SAP BW Performance | Business Information Warehouse for SAP (Prima Techs SAP Book Series)

Team-Fly

Often, the speed at which a query returns data to the end user is equated to data warehouse performance. To some extent, this is true from the end user's perspective. However, performance of a data warehouse is based on several factors, as described in Chapter 1 and as shown in Figure 16-1.

click to expand
Figure 16-1: Data Warehouse Performance Characteristics.

The center of the chart in Figure 16-1 is the most desirable situation. The intersection at all dimensions indicates a practical or "implementable" state. Most dimensions are time sensitive. The closer you get to the center, the less time it takes to complete that task. When thinking of SAP BW performance, be creative to find ways to reduce time for one or more dimensions to optimize the overall performance.

For example, data extraction takes too much time due to extremely high transaction volume in SAP R/3. To handle this situation, you may decide to pull data from SAP R/3 multiple times a day instead of once a day. Keep this data in ODS in SAP BW and load data InfoCubes only once a day. If this option does not work for you, you may add additional processors in the SAP R/3 OLTP database server or add a dedicated application against an SAP R/3 instance to process data extracts quickly. The last two options could be expensive because they involve purchasing additional hardware.

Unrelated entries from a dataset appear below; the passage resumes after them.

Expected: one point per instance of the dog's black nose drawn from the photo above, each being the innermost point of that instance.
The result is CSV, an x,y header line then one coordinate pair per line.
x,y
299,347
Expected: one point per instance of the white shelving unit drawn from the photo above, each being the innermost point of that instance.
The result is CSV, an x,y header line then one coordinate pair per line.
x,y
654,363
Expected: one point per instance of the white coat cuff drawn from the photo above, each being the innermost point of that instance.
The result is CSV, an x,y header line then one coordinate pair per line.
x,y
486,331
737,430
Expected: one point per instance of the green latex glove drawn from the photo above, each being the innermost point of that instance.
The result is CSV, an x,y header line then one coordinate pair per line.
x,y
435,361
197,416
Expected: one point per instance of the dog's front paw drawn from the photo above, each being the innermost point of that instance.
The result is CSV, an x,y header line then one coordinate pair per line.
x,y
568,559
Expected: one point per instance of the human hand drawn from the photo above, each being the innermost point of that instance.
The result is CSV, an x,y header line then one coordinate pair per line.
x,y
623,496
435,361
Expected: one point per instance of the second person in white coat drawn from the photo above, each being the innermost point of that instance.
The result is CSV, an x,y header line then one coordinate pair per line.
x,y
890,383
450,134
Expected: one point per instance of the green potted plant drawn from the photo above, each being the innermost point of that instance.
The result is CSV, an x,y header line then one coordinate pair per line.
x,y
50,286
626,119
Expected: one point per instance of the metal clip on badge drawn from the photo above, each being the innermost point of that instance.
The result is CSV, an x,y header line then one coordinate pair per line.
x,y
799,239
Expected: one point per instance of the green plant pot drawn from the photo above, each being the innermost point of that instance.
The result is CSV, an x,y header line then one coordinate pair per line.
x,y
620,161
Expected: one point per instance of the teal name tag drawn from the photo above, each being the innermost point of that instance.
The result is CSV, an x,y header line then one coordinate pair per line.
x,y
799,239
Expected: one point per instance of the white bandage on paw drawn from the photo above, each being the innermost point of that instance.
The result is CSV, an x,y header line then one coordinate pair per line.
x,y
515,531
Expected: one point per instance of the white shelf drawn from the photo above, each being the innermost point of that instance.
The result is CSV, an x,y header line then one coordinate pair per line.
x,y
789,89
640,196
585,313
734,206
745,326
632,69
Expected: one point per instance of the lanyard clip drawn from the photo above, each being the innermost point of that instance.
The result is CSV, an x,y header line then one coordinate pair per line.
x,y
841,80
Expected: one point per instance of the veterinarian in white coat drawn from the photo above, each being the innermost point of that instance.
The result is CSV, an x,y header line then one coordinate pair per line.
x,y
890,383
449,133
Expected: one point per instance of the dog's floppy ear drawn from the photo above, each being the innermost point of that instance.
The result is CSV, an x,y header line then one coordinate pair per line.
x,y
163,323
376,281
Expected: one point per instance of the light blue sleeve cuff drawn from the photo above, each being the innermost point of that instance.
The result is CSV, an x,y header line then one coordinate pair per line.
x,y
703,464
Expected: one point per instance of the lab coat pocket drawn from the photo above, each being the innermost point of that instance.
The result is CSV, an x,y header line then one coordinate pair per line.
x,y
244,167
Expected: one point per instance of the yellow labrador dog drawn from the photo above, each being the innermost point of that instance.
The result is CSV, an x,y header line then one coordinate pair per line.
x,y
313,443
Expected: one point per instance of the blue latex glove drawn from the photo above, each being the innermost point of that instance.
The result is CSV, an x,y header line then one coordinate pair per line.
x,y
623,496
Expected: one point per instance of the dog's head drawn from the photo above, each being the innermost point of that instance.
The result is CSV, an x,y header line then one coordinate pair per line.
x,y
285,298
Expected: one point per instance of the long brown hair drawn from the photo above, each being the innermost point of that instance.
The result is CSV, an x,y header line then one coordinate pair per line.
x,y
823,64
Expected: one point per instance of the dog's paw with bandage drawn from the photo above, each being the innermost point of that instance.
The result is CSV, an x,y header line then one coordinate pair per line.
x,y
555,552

Network bandwidth is another key factor in overall data warehouse performance. End-user queries receive large data volumes compared to OLTP transactions. Within a corporate Local Area Network (LAN) environment, end users may not feel much impact on the delivery of query results. However, Wide Area Network (WAN) and especially Internet users will experience poor information-delivery response time. To handle this network latency, SAP BW can be architected in data mart fashion to limit WAN data traffic or define queries that filter data at the SAP BW server level and return only a limited data set.

Optimizing Data Loads in SAP BW

Reducing data loads in BW is another major factor in improving overall data warehouse performance. Data loading in SAP BW is a complex process. Several factors contribute to performance factors; the following guidelines will improve data load time.

Always load master data first. The SID tables are created at the time of master data load. When you load data in InfoCubes, all relevant SIDs needed to link dimensions and master tables are done for you. This reduces additional time needed to create SIDs during transaction data loads to populate InfoCubes.
Drop the secondary indexes on the fact tables. Do not drop the primary key.
Load data in ODS first, and then load data from ODS in the InfoCubes. The ODS here refers to the ODS in SAP BW 1.2B or the PSA in SAP BW 2.0.
Rebuild the indexes on the fact table.
Update the database statistics for cardinality information needed for the query optimizer to best query the execution path.
Change the buffering of the Number Range Objects.
Adjust IDOC-related parameters.
Sort data to be loaded.
Load data in parallel.

Remember, data warehouse performance is a balancing act. All of the previous items play a significant role in overall data load performance in SAP BW. Also note that only some of the data warehouse performance areas are specific to a DBMS used to implement SAP BW. The rest depends on SAP R/3 infrastructure, data models for the Information Objects (InfoCubes, ODS, Aggregate Cubes), and the queries. All such areas have to be regularly tuned for high-performance SAP BW implementation. Figure 16-2 shows how to set up InfoCube performance parameters in SAP BW 1.2B and SAP BW 2.0A.

click to expand
Figure 16-2: Setting up Data Load Performance Parameters in SAP BW 1.2B and SAP BW 2.0A.

Index Management

Prior to SAP BW release 1.2B, most index-related performance procedures were manual. However, in SAP BW 1.2B, these procedures are built into the InfoCube management options. Figure 16-2 shows how indexes are handled during InfoCube load time.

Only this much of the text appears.